Last parameter to schedule is a special Kotlin lambda, which is not allowed to capture any state,
and is actually invoked in target worker's context. Once processed, result is transferred to whoever consumes
the future, and is attached to object graph of that worker/thread.
If an object is transferred in `UNCHECKED` mode and is still accessible from multiple concurrent executors,
program will likely crash unexpectedly, so consider that last resort in optimizing, not a general purpose
mechanism.
For more complete example please refer to the [workers example](https://github.com/JetBrains/kotlin-native/tree/master/samples/workers)
in the Kotlin/Native repository.
## <a name="transfer"></a>Object transfer and freezing
Important invariant that Kotlin/Native runtime maintains is that object is either owned by a single
thread/worker, or is immutable (_shared XOR mutable_). This ensures that the same data has a single mutator, and so no need for
locking exists. To achieve such an invariant, we use concept of not externally referred object subgraphs.

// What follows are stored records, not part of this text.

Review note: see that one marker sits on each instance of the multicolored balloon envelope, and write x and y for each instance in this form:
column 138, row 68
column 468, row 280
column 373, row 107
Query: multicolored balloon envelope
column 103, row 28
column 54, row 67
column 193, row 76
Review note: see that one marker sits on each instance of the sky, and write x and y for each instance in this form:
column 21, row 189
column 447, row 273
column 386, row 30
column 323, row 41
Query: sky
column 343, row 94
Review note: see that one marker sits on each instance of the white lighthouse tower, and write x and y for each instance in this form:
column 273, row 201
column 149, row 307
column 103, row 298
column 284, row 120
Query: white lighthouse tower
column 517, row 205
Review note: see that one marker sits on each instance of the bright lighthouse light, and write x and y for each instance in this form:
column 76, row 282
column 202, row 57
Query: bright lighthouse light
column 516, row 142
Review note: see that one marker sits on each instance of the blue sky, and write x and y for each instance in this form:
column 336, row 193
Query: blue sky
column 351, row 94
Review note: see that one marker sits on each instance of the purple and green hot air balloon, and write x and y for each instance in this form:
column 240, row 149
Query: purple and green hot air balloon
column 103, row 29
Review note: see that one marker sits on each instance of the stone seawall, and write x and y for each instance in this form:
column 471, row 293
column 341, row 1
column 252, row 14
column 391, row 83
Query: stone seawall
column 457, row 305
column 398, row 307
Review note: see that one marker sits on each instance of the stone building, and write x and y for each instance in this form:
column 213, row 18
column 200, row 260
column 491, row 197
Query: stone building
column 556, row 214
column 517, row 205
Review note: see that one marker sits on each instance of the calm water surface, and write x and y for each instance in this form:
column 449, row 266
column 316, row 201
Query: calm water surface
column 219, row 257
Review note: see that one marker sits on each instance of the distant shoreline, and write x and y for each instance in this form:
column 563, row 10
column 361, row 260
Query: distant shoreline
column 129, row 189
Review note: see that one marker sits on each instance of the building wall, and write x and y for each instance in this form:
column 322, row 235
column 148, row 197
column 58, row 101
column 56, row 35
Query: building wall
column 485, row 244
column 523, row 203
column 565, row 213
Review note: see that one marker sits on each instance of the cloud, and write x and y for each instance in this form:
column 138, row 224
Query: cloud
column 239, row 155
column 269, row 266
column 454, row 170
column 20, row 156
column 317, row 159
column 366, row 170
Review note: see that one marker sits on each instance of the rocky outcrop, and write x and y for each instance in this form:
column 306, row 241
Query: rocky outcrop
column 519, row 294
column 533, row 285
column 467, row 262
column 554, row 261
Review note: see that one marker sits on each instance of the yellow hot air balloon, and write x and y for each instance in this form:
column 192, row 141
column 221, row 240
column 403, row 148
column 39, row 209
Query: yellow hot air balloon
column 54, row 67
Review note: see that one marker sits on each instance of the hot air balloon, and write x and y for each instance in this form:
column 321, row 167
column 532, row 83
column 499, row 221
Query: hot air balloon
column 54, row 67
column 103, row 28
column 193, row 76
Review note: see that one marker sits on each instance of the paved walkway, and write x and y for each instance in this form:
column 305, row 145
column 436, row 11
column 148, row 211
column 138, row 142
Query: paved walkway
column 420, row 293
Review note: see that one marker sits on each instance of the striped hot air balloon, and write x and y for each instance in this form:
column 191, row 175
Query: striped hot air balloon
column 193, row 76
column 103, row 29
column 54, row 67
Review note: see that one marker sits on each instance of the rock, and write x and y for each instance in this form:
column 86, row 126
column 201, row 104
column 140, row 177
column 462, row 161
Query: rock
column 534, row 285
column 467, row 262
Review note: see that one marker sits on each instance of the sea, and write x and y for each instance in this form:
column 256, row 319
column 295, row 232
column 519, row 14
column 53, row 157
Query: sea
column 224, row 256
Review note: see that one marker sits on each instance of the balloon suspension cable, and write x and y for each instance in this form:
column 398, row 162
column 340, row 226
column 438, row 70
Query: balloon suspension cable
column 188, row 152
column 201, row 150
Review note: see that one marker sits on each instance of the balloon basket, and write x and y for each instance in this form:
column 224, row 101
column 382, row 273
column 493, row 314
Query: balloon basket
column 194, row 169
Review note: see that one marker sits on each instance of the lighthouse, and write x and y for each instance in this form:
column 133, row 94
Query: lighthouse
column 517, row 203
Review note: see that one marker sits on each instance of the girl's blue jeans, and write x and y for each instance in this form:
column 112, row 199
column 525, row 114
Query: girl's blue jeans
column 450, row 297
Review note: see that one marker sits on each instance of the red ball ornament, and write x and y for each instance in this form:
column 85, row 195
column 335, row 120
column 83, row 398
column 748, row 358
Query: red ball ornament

This is a subgraph which has no external references from outside of the subgraph, what could be checked
algorithmically with O(N) complexity (in ARC systems), where N is number of elements in such a subgraph.
Such subgraphs are usually produced as a result of lambda expression, for example some builder, and may not
contain objects, referred externally.
Freezing is a runtime operation making given object subgraph immutable, by modifying the object header
so that future mutation attempts lead to throwing an `InvalidMutabilityException`. It is deep, so
if an object has a pointer to another objects - transitive closure of such objects will be frozen.

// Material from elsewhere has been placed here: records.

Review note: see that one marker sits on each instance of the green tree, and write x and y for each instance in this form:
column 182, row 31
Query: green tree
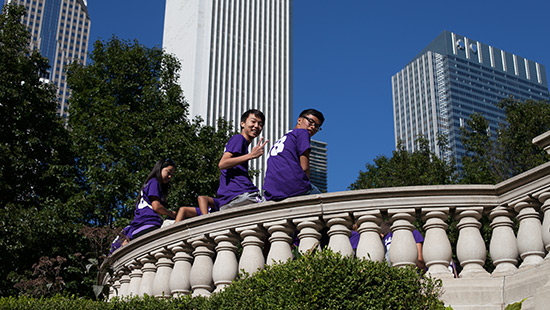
column 480, row 164
column 489, row 160
column 35, row 159
column 404, row 168
column 126, row 112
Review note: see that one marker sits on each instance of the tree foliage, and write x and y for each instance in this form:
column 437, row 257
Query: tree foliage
column 488, row 160
column 405, row 168
column 127, row 112
column 35, row 158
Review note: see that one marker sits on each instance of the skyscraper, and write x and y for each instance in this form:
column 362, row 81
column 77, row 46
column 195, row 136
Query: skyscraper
column 452, row 78
column 235, row 55
column 318, row 165
column 60, row 31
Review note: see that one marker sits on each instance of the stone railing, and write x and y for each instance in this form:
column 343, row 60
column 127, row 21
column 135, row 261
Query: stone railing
column 199, row 256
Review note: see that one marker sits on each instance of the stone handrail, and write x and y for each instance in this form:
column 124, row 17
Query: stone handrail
column 199, row 256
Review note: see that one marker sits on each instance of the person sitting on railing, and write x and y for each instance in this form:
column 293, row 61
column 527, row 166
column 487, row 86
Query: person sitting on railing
column 236, row 188
column 387, row 234
column 150, row 204
column 287, row 173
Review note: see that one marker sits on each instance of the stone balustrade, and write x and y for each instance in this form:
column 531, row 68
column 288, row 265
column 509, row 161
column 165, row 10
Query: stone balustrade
column 199, row 256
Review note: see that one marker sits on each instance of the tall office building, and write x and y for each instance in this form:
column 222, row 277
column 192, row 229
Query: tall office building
column 452, row 78
column 318, row 165
column 235, row 55
column 60, row 31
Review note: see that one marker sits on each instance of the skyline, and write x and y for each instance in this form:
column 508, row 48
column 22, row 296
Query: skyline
column 344, row 57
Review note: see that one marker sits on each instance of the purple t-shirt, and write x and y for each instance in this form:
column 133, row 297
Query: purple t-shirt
column 284, row 176
column 144, row 214
column 235, row 181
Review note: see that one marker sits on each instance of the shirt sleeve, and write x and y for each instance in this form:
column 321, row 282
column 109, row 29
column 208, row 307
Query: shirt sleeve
column 235, row 145
column 302, row 136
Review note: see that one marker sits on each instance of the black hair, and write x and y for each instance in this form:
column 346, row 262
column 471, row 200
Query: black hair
column 256, row 113
column 157, row 174
column 315, row 113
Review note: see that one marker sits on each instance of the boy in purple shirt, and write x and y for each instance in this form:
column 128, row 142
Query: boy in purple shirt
column 287, row 172
column 236, row 187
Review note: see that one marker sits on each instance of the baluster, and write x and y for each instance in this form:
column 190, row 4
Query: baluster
column 470, row 247
column 437, row 251
column 135, row 278
column 503, row 246
column 112, row 288
column 544, row 198
column 339, row 232
column 281, row 233
column 403, row 250
column 226, row 266
column 252, row 258
column 181, row 273
column 149, row 269
column 161, row 284
column 370, row 245
column 309, row 235
column 116, row 285
column 201, row 271
column 529, row 239
column 124, row 282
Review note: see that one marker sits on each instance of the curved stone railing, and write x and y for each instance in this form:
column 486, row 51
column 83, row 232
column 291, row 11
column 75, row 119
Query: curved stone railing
column 199, row 256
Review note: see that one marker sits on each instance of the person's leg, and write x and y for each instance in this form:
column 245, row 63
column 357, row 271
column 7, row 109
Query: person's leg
column 206, row 203
column 185, row 212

Freezing is the one way transformation, frozen objects cannot be unfrozen. Frozen objects has a nice
property that due to their immutability, they could freely shared between multiple workers/threads
not breaking the "mutable XOR shared" invariant.
If object is frozen could be checked with an extension property `isFrozen`, and if it is, object sharing
is allowed. Currently, Kotlin/Native runtime only freezes enum objects after creation, although additional
autofreezing of certain provably immutable objects could be implemented in the future.

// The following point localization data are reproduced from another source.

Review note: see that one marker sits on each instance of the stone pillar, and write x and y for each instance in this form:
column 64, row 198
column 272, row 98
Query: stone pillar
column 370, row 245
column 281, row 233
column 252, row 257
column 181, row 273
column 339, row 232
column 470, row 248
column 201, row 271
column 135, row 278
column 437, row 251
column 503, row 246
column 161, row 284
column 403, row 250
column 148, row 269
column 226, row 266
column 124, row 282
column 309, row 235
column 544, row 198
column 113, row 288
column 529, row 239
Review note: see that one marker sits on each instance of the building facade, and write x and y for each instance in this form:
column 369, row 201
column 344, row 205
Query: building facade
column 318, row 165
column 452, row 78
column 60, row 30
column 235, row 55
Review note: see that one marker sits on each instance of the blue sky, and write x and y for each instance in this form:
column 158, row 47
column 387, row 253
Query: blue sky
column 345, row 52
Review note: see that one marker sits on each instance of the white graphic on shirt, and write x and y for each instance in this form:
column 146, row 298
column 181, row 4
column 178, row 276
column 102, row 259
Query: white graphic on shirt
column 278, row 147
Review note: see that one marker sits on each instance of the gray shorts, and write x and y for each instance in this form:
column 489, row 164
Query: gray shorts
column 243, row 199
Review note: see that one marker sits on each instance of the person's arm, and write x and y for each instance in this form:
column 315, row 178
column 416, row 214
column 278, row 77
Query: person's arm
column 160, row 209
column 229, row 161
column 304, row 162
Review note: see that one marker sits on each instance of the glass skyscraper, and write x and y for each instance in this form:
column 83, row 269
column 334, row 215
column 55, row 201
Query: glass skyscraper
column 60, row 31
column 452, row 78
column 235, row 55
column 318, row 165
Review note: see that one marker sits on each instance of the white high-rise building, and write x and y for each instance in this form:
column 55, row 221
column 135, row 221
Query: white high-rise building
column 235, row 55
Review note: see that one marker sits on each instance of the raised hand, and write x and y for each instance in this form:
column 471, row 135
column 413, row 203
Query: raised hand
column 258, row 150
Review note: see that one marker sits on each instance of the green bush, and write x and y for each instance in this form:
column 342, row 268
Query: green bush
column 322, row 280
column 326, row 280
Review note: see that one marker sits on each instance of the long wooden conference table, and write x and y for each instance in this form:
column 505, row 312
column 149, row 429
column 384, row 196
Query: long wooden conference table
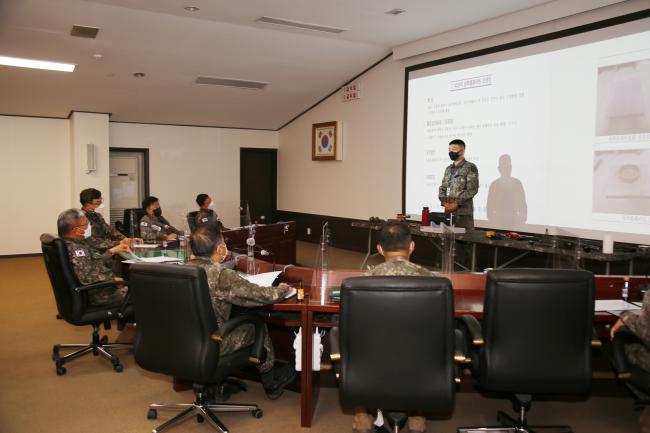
column 317, row 311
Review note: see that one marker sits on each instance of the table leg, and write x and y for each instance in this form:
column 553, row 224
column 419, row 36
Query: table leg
column 473, row 257
column 368, row 251
column 307, row 396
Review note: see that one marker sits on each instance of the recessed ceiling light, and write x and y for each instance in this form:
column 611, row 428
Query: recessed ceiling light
column 37, row 64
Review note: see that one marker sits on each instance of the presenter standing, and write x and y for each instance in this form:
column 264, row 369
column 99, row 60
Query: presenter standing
column 459, row 186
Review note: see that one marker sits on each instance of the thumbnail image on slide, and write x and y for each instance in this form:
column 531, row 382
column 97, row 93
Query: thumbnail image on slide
column 623, row 104
column 622, row 182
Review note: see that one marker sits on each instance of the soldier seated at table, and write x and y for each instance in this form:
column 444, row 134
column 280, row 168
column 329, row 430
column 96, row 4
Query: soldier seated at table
column 154, row 226
column 638, row 354
column 90, row 265
column 205, row 215
column 103, row 235
column 395, row 244
column 227, row 288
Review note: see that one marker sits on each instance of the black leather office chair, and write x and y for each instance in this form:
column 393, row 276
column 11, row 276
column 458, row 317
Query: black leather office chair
column 130, row 225
column 633, row 376
column 536, row 338
column 178, row 335
column 72, row 305
column 395, row 346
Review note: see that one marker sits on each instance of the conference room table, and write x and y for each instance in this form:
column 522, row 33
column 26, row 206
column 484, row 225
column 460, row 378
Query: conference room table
column 317, row 311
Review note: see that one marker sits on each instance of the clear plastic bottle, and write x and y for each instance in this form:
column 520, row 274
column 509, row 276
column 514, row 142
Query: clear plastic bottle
column 625, row 291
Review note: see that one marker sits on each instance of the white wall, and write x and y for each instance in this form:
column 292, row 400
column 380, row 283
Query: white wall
column 185, row 161
column 368, row 182
column 88, row 128
column 44, row 169
column 34, row 180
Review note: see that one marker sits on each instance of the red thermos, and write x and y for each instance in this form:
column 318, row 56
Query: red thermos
column 425, row 216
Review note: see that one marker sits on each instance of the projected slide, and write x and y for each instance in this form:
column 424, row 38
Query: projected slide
column 561, row 138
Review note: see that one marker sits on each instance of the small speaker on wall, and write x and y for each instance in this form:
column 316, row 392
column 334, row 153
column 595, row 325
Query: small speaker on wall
column 90, row 158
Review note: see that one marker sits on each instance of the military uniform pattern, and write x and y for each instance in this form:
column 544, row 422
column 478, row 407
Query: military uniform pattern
column 396, row 266
column 228, row 289
column 460, row 185
column 399, row 266
column 103, row 236
column 92, row 266
column 640, row 325
column 153, row 228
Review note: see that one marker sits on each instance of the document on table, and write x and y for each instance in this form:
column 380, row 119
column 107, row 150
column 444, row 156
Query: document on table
column 615, row 305
column 158, row 259
column 263, row 279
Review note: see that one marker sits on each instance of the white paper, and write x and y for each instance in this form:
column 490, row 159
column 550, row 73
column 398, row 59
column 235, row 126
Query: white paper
column 614, row 305
column 263, row 279
column 159, row 259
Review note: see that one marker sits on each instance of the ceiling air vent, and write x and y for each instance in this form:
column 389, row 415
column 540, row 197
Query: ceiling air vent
column 231, row 82
column 300, row 25
column 84, row 32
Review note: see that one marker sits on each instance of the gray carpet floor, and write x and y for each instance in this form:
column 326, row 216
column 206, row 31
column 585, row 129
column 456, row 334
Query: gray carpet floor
column 91, row 397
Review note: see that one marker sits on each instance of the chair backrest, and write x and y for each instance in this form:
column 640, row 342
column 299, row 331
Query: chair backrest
column 69, row 303
column 397, row 343
column 537, row 326
column 175, row 321
column 132, row 218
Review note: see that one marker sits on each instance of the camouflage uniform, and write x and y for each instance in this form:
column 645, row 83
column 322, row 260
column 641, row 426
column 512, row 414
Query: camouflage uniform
column 460, row 185
column 103, row 235
column 639, row 325
column 153, row 228
column 92, row 266
column 203, row 216
column 397, row 266
column 228, row 289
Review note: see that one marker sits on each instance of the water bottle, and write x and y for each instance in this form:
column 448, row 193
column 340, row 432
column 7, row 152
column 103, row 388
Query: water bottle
column 182, row 247
column 625, row 292
column 425, row 216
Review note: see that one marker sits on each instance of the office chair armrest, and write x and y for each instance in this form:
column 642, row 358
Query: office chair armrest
column 100, row 285
column 335, row 350
column 461, row 352
column 472, row 326
column 622, row 337
column 260, row 333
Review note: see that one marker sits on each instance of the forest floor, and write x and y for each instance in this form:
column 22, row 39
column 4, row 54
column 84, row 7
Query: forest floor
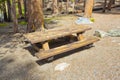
column 101, row 62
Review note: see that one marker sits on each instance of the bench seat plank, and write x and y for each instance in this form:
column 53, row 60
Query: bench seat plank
column 42, row 36
column 55, row 51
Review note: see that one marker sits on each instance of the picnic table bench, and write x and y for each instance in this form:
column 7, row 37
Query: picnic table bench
column 44, row 37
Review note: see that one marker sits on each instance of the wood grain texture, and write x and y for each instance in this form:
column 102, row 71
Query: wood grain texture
column 55, row 51
column 45, row 35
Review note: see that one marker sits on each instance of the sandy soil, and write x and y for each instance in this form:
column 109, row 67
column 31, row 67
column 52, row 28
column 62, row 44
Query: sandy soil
column 100, row 62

## <a name="detach"></a>Object subgraph detachment
Object subgraph without external references could be disconnected using `detachObjectGraph` to
a `COpaquePointer` value, which could be stored in `void*` data, so disconnected object subgraphs
could be stored in C data structure, and later attached back with `attachObjectGraph<T>` in arbitrary thread
or worker. Combined with [raw memory sharing](#shared) it allows side channel object transfer between
concurrent threads, if worker mechanisms are insufficient for the particular task.
## <a name="shared"></a>Raw shared memory
Considering strong ties of Kotlin/Native with C via interoperability, in conjunction with other mechanisms
mentioned above one could build popular data structures, like concurrent hashmap or shared cache with
Kotlin/Native. One could rely upon shared C data, and store in it references to detached object subgraphs.
Consider the following .def file:
```
package = global
---
typedef struct {
int version;
void* kotlinObject;
} SharedData;
SharedData sharedData;
```
After running cinterop tool it allows sharing Kotlin data in versionized global structure,
and interact with it from Kotlin transparently via autogenerated Kotlin like this:
```kotlin
class SharedData(rawPtr: NativePtr) : CStructVar(rawPtr) {
var version: Int
var kotlinObject: COpaquePointer?
}
```
So combined with the top level variable declared above, it allows seeing the same memory from different
threads and building traditional concurrent structures with platform-specific synchronization primitives.